Le rachat d’Autonomy tourne au scandale financier pour HP

HP déprécie de 8,8 milliards de dollars la valeur de la société payée 11 milliards il y a un an. 5 milliards viennent de «manipulations» comptables présumées
Olivier Pinaud
HP : le rachat d'Autonomy vire au scandale financier. Photo: PHB/agefi
HP : le rachat d'Autonomy vire au scandale financier. Photo: PHB/agefi  - 

Jugé exorbitant au moment de son annonce mi-2011, le rachat d’Autonomy vire au scandale pour HP. En plus d’avoir payé l’éditeur britannique de logiciels 11 milliards de dollars, le groupe d’informatique a passé dans ses comptes une charge de dépréciation de 8,8 milliards de dollars, dont 5 milliards en raison «d’indélicatesses, d’erreurs et de déformations sur les performances financières futures attendues» d’Autonomy. De quoi entraîner une perte nette de 6,9 milliards au quatrième trimestre.

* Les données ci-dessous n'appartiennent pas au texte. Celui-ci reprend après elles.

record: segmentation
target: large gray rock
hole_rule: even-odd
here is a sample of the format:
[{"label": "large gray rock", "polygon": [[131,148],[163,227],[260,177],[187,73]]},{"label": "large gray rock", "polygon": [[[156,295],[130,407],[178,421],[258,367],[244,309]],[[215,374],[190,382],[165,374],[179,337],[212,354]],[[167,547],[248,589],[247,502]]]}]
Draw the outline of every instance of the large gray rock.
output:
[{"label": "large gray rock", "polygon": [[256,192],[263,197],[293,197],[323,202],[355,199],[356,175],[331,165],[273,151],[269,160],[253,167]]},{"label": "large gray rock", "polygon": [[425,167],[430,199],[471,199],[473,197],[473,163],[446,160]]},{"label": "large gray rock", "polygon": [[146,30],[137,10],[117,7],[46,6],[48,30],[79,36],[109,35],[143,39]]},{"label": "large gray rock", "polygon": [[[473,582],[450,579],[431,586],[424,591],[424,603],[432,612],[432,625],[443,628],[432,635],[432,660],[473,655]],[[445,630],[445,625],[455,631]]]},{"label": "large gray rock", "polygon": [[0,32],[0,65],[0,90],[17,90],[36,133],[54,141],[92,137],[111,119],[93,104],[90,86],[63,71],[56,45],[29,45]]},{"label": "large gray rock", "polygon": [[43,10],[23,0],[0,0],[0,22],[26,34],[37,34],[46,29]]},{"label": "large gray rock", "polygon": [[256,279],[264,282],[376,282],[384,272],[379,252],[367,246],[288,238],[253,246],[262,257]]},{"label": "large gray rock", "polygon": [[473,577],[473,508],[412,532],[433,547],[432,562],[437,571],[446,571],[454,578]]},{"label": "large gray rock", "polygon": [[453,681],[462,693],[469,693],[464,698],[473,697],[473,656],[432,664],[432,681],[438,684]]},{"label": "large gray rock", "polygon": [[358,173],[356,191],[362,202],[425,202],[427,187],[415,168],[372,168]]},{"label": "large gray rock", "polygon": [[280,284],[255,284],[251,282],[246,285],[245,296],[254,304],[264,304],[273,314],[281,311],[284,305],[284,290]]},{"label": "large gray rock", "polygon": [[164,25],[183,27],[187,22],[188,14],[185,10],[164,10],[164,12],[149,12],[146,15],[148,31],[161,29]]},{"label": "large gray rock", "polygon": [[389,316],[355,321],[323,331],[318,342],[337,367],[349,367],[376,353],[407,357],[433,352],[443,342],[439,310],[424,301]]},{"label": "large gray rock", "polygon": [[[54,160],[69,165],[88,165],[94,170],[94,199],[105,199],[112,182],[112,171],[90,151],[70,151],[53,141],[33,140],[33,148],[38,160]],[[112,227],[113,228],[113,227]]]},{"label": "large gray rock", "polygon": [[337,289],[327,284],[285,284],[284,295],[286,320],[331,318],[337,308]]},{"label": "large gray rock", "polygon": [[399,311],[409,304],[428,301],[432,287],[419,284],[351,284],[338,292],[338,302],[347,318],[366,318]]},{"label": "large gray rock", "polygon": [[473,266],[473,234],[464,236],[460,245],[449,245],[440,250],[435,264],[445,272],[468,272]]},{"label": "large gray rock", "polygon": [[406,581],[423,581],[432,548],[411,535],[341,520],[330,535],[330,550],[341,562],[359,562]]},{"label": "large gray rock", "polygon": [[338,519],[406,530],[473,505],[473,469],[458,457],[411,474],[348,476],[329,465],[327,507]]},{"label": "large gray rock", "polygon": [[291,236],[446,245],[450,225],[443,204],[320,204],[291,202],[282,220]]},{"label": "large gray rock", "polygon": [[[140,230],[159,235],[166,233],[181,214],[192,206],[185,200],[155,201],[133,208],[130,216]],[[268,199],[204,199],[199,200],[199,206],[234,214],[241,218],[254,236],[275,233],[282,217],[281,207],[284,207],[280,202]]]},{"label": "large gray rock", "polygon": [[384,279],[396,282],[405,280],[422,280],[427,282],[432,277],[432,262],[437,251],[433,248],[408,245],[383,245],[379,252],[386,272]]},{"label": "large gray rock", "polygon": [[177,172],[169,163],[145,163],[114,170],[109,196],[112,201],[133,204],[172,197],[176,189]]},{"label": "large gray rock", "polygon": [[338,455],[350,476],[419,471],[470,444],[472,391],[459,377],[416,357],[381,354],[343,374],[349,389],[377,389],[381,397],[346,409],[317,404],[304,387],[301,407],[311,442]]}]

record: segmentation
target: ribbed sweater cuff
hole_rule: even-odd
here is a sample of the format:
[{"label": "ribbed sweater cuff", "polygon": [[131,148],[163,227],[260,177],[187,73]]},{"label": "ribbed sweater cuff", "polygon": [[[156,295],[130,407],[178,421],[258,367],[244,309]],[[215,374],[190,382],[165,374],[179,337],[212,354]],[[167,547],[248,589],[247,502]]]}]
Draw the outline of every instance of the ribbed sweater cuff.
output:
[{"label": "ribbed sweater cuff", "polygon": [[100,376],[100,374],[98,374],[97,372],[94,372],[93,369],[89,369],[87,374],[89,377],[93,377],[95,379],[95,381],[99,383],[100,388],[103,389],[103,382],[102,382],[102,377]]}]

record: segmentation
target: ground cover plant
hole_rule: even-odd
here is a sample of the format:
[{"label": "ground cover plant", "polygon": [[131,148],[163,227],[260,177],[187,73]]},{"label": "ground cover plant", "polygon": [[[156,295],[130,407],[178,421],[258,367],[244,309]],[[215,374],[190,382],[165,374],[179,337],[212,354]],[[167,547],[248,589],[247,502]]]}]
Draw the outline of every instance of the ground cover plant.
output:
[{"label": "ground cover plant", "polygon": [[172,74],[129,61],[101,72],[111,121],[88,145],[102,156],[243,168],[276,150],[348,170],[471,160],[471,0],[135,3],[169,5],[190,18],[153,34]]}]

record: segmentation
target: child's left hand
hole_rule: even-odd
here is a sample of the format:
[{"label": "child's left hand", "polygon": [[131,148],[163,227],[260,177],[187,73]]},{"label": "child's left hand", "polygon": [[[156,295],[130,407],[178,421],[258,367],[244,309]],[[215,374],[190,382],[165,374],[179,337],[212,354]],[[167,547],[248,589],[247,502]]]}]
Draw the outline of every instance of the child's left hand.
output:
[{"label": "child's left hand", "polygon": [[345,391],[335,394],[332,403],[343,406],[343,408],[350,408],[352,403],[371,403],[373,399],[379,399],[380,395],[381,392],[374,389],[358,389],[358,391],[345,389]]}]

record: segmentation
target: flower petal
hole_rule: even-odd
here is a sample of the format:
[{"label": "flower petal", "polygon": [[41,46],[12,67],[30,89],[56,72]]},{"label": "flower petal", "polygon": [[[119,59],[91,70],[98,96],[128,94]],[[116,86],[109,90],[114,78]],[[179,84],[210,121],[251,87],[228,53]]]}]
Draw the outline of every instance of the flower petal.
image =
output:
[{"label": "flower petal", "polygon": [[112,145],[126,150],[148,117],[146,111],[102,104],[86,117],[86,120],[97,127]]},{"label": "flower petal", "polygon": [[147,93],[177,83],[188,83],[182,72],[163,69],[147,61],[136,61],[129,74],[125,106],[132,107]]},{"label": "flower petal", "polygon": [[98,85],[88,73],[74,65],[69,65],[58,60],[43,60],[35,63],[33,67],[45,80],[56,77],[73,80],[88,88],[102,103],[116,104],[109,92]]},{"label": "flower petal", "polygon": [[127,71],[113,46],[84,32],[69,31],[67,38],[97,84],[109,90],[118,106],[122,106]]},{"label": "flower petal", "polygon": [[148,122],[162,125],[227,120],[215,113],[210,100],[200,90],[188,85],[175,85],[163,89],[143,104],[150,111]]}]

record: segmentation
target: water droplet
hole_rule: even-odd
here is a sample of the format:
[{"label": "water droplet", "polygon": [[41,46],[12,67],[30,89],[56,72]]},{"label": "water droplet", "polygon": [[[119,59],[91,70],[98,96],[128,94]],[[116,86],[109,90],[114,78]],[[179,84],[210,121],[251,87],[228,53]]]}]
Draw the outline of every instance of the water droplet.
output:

HP a transmis le dossier à la SEC et à la FSA et assure vouloir intenter les procédures judiciaires nécessaires pour récupérer «ce qu’[il] pourra pour [ses] actionnaires». Selon les premiers éléments, Autonomy aurait gonflé artificiellement son chiffre d’affaires et maquillé des contrats de vente de matériels en prestations de services à plus fortes marges. La rumeur de «manipulations» comptables avait circulé quelques semaines avant que HP n’annonce son intérêt pour Autonomy.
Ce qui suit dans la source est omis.